On a Facebook Live channel, science and engineering teacher Rob Turner and his team of Omro High School students learned that they were one of the five winners of Samsung’s national Solve for Tomorrow Contest. After advancing through all three levels of the competition, the Omro High School team answered questions from the judges in the final round of the competition about their robot that can traverse ice with a sensor to measure ice thickness in real-time.
“We were the fifth to be announced live,” Turner said. He spoke with the students over Zoom after the announcement. “Some of the kids-- their hope was fleeting, but I set them up the day before understanding that they already won 50 thousand dollars and were the top of thousands of schools. They were all freaking out when they heard.”
The Samsung Solve for Tomorrow Contest requires participants to show how science, technology, engineering, and math (STEM) can be used to solve a local problem. As a community that is part of the Lake Winnebego system, ice fishing is a way of life, and falling through the ice is always a danger. The high school team learned the engineering design process and collaborated with scientists and other experts throughout the school year to develop their prototype.

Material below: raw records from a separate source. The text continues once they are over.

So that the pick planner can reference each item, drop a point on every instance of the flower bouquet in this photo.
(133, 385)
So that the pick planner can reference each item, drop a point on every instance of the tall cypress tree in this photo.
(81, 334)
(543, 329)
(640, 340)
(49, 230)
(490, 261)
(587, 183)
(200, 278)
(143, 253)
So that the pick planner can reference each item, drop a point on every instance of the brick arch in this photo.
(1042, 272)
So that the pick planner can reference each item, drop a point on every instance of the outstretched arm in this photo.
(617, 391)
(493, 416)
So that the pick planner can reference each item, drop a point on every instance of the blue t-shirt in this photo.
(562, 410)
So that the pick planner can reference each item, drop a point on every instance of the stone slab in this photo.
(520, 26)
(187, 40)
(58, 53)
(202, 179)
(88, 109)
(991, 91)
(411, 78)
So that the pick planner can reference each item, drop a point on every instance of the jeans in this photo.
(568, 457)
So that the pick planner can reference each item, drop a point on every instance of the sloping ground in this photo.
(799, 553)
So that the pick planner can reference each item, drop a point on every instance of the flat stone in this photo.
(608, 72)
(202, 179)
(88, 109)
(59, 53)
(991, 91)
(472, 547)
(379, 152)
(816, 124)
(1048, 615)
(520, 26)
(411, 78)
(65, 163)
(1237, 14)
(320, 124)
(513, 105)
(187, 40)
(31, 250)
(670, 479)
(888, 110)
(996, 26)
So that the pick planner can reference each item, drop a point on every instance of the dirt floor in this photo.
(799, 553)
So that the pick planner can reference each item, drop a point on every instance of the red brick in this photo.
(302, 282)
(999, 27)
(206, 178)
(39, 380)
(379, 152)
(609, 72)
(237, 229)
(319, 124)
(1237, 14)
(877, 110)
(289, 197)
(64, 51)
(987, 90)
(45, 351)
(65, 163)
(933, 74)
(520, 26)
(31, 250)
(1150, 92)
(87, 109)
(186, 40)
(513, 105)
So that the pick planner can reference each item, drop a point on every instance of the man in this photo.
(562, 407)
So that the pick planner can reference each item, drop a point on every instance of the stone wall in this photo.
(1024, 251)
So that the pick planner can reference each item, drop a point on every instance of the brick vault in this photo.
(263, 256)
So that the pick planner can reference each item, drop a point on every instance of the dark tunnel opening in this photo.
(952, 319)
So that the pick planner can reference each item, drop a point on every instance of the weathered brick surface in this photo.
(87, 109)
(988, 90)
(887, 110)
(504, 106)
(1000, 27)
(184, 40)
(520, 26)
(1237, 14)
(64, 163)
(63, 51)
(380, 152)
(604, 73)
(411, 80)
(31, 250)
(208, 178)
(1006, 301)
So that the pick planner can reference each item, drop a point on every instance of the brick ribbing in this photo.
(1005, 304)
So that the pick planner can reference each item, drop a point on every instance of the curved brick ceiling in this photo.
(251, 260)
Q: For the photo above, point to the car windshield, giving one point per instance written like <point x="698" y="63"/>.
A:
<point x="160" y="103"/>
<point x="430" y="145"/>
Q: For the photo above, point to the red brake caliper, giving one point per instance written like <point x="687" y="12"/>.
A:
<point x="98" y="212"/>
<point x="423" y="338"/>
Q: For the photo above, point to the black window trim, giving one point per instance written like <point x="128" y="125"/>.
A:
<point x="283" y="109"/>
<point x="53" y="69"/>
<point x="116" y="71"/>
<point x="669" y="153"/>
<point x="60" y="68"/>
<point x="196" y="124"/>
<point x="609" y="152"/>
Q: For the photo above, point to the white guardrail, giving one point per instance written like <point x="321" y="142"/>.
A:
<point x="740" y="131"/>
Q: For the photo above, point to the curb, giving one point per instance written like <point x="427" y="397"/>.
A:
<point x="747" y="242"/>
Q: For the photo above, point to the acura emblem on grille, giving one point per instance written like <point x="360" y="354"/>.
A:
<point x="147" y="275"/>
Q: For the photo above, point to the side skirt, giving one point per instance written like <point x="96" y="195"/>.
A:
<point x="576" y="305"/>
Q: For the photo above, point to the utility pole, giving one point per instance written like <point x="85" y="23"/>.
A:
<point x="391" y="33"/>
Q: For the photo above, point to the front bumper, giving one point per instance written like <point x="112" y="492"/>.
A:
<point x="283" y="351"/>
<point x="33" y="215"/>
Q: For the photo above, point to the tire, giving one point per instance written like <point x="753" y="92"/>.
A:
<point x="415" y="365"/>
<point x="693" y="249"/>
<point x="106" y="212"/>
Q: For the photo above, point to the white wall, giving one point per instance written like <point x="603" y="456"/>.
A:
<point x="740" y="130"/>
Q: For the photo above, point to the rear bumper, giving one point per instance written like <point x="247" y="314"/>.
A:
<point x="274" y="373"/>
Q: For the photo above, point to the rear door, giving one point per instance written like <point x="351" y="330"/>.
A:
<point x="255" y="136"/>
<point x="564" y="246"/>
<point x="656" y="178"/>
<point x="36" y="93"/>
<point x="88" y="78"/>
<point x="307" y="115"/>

Due to the pandemic, the team had to meet virtually to prepare for the final competition. This also meant the in-person competition in New York had to be canceled. “They did an awesome job rising to that really unorthodox challenge,” Turner said. “As a teacher, you try to prepare them for most of the challenges they will run into, but no one could have predicted this. They did a really good job answering the questions the judges had for them.”
The judges were most interested in the mechanics of how the robot works and plans for the future for continuing with this type of technology. Judges were impressed with the fact that the kids had a solid, functioning prototype.
According to Turner, several students will continue to work on the prototype. They applied for a grant program from MIT which could help them refine the prototype and work toward opportunities for patents.
When asked how the prize money and equipment will be used, Turner said that $50,000 will go toward new Samsung brand materials, and the other $50,000 will go toward classroom supplies as they continue the process of creating a fabrication lab in the district.
Turner is equally excited about next year’s students and the competition. “Every year, I’m amazed at the ideas they come up with. I’m in the background helping them. I’m less of a person that stands up there and tells you how the world is and more of a person guiding you on a journey learning of how the world is,” he said. “It’s not just the big schools that come up with really good ideas. It’s about letting kids run with their creativity.”
This is not the first time Omro High School has advanced to the final portion of the contest. In 2017-18, another group of Turner’s students made it to the top 10.